王子様はご主人様!?

重なる想い-輝Side-



「ふぁ〜〜」



「おはよ。お兄ちゃん」



「あぁ、おはよ」



コーヒーをマグカップに注いでいる綾香



「熱は下がった?」


「あぁ、まぁな。心配かけて悪かったな」


「うぅん。」



この様子だと昨日も綾香は家に帰らなかったんだな……



昨日、蒼依が帰ってすぐにまた寝てしまった俺。



そのおかげか、風邪は1日で治った



「あれ……?」



「どうかしたの?」



「イヤ…。
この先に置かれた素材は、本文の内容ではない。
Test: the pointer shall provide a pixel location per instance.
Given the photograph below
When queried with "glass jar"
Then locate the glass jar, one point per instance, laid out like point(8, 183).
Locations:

ここにあったタオルしらね?」



花梨から借りっぱなしだったタオル



昨日、ソファーの横に置いてような気がしてたんだけど……



「ど、どっか別の場所に置いたんじゃない?」



うつ向いてそう言った綾香


「そうかな〜?」



「ほら!早く用意しないと、遅刻するよっ!」



「あぁ―…」



仕方ないな……



帰ってから探そ……



あれは絶対に無くせないモノだから……



「ねぇ、お兄ちゃん…」



「ん?」



「お兄ちゃんはあたしだけが一番大事だよね…」


「綾香……?」



「って、やっぱり何でもないっ!あたし一旦家に帰るね」



それだけ言って足早に家を出ていった



……綾香、一体どうしたんだ?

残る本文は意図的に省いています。